In this project, a step by step process will be developed for the Image Classification task over the CIFAR100 dataset. Image classification is the process of a model classifying input images into their respective category classes. In this Image Classification task, I will use several pre-trained models with known architectures like VGG, Resnet, EfficientNet and recently ViT. Based on this pre-trained models, I will apply the transfer learning and fine-tuning techniques in order to achive high accuracy. I will compare the performance of all models looking on loss and accuracy metrics over the testing dataset.
CIFAR100 dataset will be used which is comprised of 60000 32x32 color images in 100 classes, with 600 images per class. This is a challenge Image Classification task where it is important to use deep learning model to achieve good results. Actually, the small image resolution and the small number of images per class make it a difficult task to train from scratch a model.
The image_classification_main.ipynb script was created to train and evaluate the deep learning models over the CIFAR100 dataset.
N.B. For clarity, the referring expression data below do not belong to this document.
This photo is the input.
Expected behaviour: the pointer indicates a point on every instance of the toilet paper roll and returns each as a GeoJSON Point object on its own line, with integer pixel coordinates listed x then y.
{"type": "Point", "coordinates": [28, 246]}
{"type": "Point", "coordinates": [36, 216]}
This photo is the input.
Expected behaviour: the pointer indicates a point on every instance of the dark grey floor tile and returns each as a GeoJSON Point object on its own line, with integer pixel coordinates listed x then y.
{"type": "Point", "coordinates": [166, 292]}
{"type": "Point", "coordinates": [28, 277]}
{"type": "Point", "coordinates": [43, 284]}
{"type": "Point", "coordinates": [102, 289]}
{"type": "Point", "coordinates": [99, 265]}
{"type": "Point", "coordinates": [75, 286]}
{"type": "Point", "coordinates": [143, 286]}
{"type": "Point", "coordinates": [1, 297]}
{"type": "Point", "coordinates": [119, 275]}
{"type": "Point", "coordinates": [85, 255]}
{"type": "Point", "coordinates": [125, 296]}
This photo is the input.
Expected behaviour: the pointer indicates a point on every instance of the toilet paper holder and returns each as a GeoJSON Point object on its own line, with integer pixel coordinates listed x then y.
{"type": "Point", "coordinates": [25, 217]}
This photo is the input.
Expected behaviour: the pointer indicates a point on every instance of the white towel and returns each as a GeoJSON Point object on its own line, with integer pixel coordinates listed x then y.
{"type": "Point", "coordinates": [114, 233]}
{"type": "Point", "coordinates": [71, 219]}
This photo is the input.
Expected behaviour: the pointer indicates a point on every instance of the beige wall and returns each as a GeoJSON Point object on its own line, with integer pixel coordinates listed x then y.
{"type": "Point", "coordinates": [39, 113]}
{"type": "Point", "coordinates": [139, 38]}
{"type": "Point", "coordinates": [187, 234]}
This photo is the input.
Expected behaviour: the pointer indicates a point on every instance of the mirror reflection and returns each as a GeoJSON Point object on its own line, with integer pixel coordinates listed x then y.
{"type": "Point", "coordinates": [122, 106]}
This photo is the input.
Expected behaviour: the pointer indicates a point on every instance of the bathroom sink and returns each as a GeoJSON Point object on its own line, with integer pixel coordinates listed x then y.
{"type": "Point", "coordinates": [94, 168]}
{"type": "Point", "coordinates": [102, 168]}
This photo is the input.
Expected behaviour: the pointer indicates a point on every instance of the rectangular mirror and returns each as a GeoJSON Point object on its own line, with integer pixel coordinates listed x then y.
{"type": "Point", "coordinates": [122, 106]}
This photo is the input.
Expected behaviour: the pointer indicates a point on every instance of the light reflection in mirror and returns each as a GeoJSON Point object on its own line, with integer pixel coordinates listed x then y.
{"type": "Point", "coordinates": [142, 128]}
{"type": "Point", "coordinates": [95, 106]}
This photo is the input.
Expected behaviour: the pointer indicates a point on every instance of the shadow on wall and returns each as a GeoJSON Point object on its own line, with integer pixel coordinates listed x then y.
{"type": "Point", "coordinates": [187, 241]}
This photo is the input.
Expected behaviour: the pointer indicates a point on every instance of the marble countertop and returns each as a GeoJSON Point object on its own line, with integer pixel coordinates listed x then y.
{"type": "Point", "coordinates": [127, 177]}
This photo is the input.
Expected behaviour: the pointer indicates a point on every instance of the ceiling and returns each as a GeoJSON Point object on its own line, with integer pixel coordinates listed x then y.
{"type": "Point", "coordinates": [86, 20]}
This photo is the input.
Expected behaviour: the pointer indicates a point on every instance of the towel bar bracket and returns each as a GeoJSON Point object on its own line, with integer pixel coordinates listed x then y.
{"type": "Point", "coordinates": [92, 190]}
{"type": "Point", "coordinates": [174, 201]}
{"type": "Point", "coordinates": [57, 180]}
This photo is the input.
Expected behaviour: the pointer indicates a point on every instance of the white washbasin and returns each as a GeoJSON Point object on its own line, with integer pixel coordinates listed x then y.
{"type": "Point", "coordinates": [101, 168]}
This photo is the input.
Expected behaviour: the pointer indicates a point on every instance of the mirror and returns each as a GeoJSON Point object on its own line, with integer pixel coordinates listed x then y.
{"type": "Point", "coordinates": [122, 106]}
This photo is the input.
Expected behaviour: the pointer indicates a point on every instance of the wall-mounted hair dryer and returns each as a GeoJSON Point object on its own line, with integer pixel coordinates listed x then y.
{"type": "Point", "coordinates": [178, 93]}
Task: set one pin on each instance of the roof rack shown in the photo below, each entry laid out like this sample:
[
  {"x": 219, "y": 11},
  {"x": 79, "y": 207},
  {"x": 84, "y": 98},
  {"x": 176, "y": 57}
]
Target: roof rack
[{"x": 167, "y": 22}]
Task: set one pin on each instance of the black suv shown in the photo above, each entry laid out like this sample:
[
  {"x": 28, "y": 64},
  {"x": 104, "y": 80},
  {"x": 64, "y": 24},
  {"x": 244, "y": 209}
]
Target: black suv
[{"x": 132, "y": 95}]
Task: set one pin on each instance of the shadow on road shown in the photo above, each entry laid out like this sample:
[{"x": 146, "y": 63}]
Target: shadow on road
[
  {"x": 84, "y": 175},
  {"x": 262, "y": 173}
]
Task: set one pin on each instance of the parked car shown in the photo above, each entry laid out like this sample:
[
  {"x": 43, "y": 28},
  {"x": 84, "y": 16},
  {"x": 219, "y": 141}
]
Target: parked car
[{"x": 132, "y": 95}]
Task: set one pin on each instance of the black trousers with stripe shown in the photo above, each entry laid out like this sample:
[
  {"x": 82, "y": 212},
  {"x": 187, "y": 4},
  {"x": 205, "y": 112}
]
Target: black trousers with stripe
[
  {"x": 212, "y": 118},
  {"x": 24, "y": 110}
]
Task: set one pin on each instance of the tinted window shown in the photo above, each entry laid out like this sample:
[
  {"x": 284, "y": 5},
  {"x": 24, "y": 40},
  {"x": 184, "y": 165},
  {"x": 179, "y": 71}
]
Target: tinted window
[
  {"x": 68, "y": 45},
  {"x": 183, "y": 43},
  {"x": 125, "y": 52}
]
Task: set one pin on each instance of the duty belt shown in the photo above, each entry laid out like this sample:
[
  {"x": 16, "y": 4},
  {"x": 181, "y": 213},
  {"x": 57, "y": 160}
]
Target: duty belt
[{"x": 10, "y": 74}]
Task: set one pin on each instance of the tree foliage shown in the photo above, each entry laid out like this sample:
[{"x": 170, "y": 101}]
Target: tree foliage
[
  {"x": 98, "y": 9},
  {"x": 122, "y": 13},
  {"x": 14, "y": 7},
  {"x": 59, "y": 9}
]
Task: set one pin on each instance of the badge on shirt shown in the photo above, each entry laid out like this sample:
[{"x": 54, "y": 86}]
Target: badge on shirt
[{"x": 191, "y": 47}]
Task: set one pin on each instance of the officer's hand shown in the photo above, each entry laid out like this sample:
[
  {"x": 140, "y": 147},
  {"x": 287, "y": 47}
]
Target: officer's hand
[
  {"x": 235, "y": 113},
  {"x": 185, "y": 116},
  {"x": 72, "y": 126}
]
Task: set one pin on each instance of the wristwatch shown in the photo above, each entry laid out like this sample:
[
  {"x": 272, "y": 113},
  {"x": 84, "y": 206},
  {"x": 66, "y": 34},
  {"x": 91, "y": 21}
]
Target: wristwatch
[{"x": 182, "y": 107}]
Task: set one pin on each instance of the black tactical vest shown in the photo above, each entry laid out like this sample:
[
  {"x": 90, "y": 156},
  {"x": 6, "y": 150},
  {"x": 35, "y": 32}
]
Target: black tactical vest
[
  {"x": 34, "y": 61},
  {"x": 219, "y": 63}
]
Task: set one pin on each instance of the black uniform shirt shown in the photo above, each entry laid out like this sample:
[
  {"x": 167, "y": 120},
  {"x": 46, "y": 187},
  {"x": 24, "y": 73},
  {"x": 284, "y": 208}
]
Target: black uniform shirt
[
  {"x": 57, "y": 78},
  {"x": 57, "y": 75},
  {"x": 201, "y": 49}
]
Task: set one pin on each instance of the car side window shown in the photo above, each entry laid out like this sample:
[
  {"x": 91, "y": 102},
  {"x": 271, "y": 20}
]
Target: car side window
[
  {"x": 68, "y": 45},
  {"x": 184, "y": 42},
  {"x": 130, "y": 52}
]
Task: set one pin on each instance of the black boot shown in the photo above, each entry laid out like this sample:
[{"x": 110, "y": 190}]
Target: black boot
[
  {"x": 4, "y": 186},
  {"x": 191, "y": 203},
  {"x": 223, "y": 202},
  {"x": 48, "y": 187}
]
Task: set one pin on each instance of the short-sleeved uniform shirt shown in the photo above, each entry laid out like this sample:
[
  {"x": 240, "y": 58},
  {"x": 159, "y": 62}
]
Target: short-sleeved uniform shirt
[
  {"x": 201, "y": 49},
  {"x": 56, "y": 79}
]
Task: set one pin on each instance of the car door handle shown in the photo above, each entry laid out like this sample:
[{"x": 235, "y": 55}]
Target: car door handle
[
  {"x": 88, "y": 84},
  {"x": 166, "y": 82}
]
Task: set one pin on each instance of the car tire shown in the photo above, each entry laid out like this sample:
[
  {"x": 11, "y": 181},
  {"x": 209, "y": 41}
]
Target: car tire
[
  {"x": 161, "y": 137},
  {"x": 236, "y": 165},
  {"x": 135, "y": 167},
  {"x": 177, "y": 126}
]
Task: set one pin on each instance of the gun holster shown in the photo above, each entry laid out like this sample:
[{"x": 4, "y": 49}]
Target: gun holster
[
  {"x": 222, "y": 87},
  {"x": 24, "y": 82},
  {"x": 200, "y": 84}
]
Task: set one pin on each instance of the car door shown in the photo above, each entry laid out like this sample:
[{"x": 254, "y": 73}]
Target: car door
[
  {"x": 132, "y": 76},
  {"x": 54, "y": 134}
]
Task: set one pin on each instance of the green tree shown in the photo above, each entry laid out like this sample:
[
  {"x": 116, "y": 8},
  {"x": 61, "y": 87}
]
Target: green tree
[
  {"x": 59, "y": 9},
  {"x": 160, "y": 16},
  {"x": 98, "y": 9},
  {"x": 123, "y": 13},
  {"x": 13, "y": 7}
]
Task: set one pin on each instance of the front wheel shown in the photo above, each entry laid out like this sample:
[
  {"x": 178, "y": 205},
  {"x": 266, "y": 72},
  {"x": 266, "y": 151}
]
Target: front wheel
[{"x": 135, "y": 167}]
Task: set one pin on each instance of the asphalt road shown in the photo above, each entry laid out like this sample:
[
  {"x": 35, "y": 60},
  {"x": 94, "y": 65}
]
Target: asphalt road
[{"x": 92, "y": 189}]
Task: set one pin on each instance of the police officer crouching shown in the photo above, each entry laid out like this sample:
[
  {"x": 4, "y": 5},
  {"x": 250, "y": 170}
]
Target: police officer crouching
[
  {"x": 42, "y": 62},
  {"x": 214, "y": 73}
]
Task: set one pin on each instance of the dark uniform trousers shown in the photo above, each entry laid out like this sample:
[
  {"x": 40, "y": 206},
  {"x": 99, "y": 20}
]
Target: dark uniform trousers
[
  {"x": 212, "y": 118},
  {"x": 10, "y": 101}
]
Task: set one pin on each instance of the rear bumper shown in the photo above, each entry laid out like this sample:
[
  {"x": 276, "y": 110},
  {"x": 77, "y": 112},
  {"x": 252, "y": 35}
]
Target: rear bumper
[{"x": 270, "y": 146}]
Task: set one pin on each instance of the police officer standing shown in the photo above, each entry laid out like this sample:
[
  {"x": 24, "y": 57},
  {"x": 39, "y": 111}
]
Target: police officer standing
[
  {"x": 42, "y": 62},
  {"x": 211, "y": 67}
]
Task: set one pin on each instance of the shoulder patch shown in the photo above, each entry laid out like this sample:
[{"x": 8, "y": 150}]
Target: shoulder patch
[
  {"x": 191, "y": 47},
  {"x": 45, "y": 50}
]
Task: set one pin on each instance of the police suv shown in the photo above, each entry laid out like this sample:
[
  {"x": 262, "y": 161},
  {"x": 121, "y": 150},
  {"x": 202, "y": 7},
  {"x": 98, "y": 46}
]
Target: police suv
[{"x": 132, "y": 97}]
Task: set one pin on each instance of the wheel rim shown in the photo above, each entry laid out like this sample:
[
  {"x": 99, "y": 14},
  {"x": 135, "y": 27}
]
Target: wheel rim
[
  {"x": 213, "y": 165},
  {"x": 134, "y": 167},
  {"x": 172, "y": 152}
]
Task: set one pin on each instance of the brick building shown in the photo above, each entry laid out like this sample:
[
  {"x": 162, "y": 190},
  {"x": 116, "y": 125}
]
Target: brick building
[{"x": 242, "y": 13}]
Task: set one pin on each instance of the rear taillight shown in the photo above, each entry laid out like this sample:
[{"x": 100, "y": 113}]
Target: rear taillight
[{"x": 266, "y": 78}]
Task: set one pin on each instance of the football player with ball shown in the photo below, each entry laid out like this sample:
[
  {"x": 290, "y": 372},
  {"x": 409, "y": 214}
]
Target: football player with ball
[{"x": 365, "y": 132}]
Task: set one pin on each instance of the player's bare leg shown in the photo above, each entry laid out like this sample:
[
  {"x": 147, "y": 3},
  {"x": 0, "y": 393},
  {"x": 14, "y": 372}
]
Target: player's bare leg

In this project, I took the following steps:
- Colab preparation - In this step, all necessary packages/libraries are installed and my google drive account is shared.
- Configuration and Imports - All modules are imported and the 'args' dictionary is built with some configuration parameters.
- Loading the dataset - CIFAR100 dataset is loaded and the data are analysed.
- Data pre-processing and data augmentation - Apply one hot enconding for the output class and some data augmentation is used.
- Optimizer - Choose the optimizer for model training
- Model - Based on 'args' configuration, make the model. The model architecture is built on models module.
- Training - The training process runs in this step. Several callbacks are used to improve the trainig process.
- Visualize models result - After the model is trained, the accuracy and loss of the model is plotted.
- Evaluation - After all models are trained, the evaluation over a testing dataset is done.
Comparing the results obtained from all 6 models VGG19, Resnet50, efficientNetB0, efficientnetv2, vit-b32 and vit_scratch, it is possible to conclude that the model with the best result is vit-b32 followed by Resnet50. Indeed vit-b32 has the highest accuracy evaluated on testing dataset, around 91% which is very impressive. The second best model, Resnet50 achieved 78%. It is important to note that all pre-trained models achieve good results, higher than 72%. Probably tuning hyperparameters of the models and training more epochs, that results could be even better. The unique model trained from scratch didn't achieve great results, around 36%, but there was a lot of space to improve that results. More epochs and use larger dataset were needed.
The goal of this project was not to achieve the highest accuracy score over the CIFAR100 dataset but to approach the Image Classification task. For better results, several future works are usefull (use better data augmentation techniques, apply regularization techniques to reduce overfitting, tune hyperparameters of the model)